Concessão de aposentadoria voluntária a empregado não implica automaticamente na extinção da relação laboral. Assim entenderam os ministros do Supremo Tribunal Federal (STF) no julgamento da Ação Direta de Inconstitucionalidade (ADI) 1721. Para eles, empregado aposentado voluntariamente pode retornar ao trabalho, caso não tenha completado 35 anos de serviço (homem), ou 30 (mulher).
A ação foi ajuizada pelos Partidos dos Trabalhadores (PT), Democrático Trabalhista (PDT) e Comunista do Brasil (PCdoB) contra o artigo 3º da Medida Provisória (MP) 1596/97, que adicionou o parágrafo 2º do artigo 453 da Consolidação das Leis do Trabalho (CLT). Posteriormente, a MP foi convertida na Lei 9528/97.
Segundo o dispositivo questionado, o ato de concessão de benefício de aposentadoria a empregado que não atingiu 35 anos de serviço, se homem, ou 30, se mulher, importa em extinção do vínculo empregatício.
Segundo os autores, a norma contestada conduz a "mais uma modalidade de extinção do contrato de trabalho e estabelece uma verdadeira incompatibilidade entre o benefício previdenciário e a continuidade do vínculo de emprego, em total desarmonia com o Texto Maior". Os partidos sustentavam que a MP ofende os artigos 5º, 6º, 7º, 173, 195 e 202, todos da Constituição Federal, bem como o artigo 10, do Ato das Disposições Constitucionais Transitórias (ADCT).
Voto condutor
O ministro-relator Carlos Ayres Britto votou pela procedência da ação para declarar a norma inconstitucional. Para o relator, o parágrafo 2º do artigo 453 da CLT instituiu uma outra modalidade de extinção do vínculo de emprego "e o fez inteiramente à margem do cometimento de falta grave pelo empregado e até mesmo da vontade do empregador".

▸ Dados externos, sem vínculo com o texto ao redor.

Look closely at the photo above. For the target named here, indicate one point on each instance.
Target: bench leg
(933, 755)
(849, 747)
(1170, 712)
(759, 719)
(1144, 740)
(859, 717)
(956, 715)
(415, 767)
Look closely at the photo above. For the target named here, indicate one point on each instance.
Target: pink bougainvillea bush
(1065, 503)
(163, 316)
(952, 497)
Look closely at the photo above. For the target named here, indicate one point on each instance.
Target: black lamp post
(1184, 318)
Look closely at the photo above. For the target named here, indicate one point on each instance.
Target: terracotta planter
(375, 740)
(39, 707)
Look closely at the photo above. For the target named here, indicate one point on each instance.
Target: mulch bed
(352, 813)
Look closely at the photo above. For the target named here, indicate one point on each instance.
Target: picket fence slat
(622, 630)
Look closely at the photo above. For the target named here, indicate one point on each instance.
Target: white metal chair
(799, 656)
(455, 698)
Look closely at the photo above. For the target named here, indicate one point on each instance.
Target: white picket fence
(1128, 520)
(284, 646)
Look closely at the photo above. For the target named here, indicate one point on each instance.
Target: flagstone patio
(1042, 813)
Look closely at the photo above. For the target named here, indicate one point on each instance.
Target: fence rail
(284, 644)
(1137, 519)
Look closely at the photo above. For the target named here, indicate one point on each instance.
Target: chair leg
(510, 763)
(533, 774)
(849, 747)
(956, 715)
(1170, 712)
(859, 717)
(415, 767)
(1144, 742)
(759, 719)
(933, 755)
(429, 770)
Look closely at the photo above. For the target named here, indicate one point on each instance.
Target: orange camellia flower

De acordo com o relator, a Constituição versa a aposentadoria do trabalhador como um benefício e não como um malefício. "E se tal aposentadoria se dá por efeito do exercício regular de um direito (aposentadoria voluntária), é claro que esse regular exercício de um direito não é de colocar o seu titular numa situação jurídico-passiva de efeitos ainda mais drásticos do que aqueles que resultariam do cometimento de uma falta grave", disse o ministro.
No entanto, Carlos Ayres Britto destacou que o artigo contestado determina o fim, "o instantâneo desfazimento da relação laboral pelo exclusivo fato da opção do empregado por um tipo de aposentadoria, a voluntária, que lhe é juridicamente franqueada". A norma trabalhista também desconsidera "a própria e eventual vontade do empregador de permanecer com o seu empregado, e também desatento o legislador para o fato de que o direito a aposentadoria previdenciária se dá no âmago de uma relação jurídica entre o segurado do sistema geral de previdência e o instituto nacional de seguridade social".
Conforme o ministro, "a aposentadoria não se dá às expensas de nenhum empregador senão do próprio sistema de previdência, o que já significa dizer que o financiamento ou a cobertura financeira da relação de aposentadoria, já transformada em benefícios, se desenvolve do lado de fora da própria relação empregatícia".
Para o relator, nada impede que, uma vez concedida a aposentadoria voluntária, possa o trabalhador ser demitido. Porém, o ministro destacou que, nessa circunstância, o patrão deverá arcar com todos os efeitos legais e patrimoniais que são próprios da extinção de um contrato de trabalho sem justa motivação.
"Não enxergo, portanto, fundamentação jurídica para deduzir que a concessão da aposentadoria voluntária ao trabalhador deve extinguir instantaneamente, a relação empregatícia", finalizou o relator Carlos Ayres Britto, que votou pela procedência do pedido, ou seja, pela inconstitucionalidade do parágrafo 2º, do artigo 453 da CLT. Ele foi acompanhado pela maioria dos votos, vencido o ministro Marco Aurélio, que julgava a ação improcedente.
A íntegra do voto do ministro Carlos Ayres Britto será disponibilizado no site na próxima sexta-feira.